Genevieve McGeisey, a Seminole water quality scientist with the Santa Ana tribe in New Mexico, agrees that the main impact of climate change in the southwest is the inconsistency of water supplies.
She viewed her work, not just as benefiting one tribe, but as a collaborative effort to help “all the stakeholders in the watershed”.
“We’re supposed to leave something for our kids, not take from them. We’re already five generations in debt. How are we going to fix it for our kids?” she asked.
Native Americans, she says, “need to become our own scientists, our own environmentalists. We can translate back to our tribe and speak to EPA or other government agencies in their terms, to make our concerns understood.”
Bernardino Chavarria Assistant Director in the Office of Environmental Affairs for Santa Clara, refers to the tribal professionals in his field as “conservationists”.
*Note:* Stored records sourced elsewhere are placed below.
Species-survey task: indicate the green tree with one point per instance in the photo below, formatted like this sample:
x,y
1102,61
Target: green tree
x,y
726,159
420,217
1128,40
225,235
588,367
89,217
“All have PhD’s,” he said, clarifying that, while many actually do have degrees in environmental fields, “we are [also] all PhD’s of our own people, our own history. There’s so much knowledge in indigenous communities, which have been able to survive in harsh environments because of their knowledge of their land. We need to consult with them, to achieve mutual consent.”
ITEC Director Nancy Johns agrees. “Across the world, diverse as we are, indigenous people have the same appreciation and respect for mother earth.”
This veteran planner of conferences, asked if she could tell the planners of the Copenhagen one thing, answers readily. “Respect tribal sovereignty. Tribes are nations unto themselves. Include tribes in planning and thinking about these issues. Tribes should be right up there at the table.”